SYDNEY — There was good news Tuesday for Wagga Wagga, the city in southeast Australia that had braced for its worst flooding in 159 years.

The swollen Murrumbidgee River peaked below the height of the New South Wales farming town’s protective levee.

The 11-meter defenses held steady as the river rose to 10.56 meters, below the record set in 1853 and below the level in 1974 when the last big flood hit town.

But the 9,000 people ordered out of their homes after a week of record-breaking rain will not be allowed back until officials give the all-clear.

“It’s a matter of safety at the moment,” State Emergency Services spokesman Rolf Poole told Australia’s AAP news agency. “We’re not going to allow people back into Wagga Wagga at this stage.

Emergency Services chief for the Murrumbidgee region James McTavish said more than 1,000 houses had suffered flood damage.

New South Wales state premier Barry O’Farrell declared a state of emergency in the city of 58,000 people 300 miles west of Sydney. The declaration gives extra power to the authorities, including the police and the army.

There have been dozens of rescues, with people who defied the evacuation order being plucked off cars and rooftops.

The Murrumbidgee, which is not fast-flowing because the floodplain it passes through is so flat, has already begun to fall.

With sunny skies for the past two days, the emergency in Wagga Wagga is probably over. The crisis now passes downstream to other towns.

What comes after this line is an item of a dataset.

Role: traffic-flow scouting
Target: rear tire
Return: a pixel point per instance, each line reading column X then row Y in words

The river height is measured from the level at which the water effectively ceases to flow when the river is almost completely dry.

“Further flooding in southern New South Wales and northern Victoria is expected to persist well into March as floodwaters progress through affected rivers, with major centres such as Forbes, Hay and Condobolin likely to be affected before floodwaters enter the Murray River,” the Bureau of Meteorology said.

It reported that total rainfall in the Murrumbidgee catchment last week was nearly double the previous highest on record.

“In this context, the event is one of the most extreme multiday rainfall events in south-east Australia’s history,” the bureau said.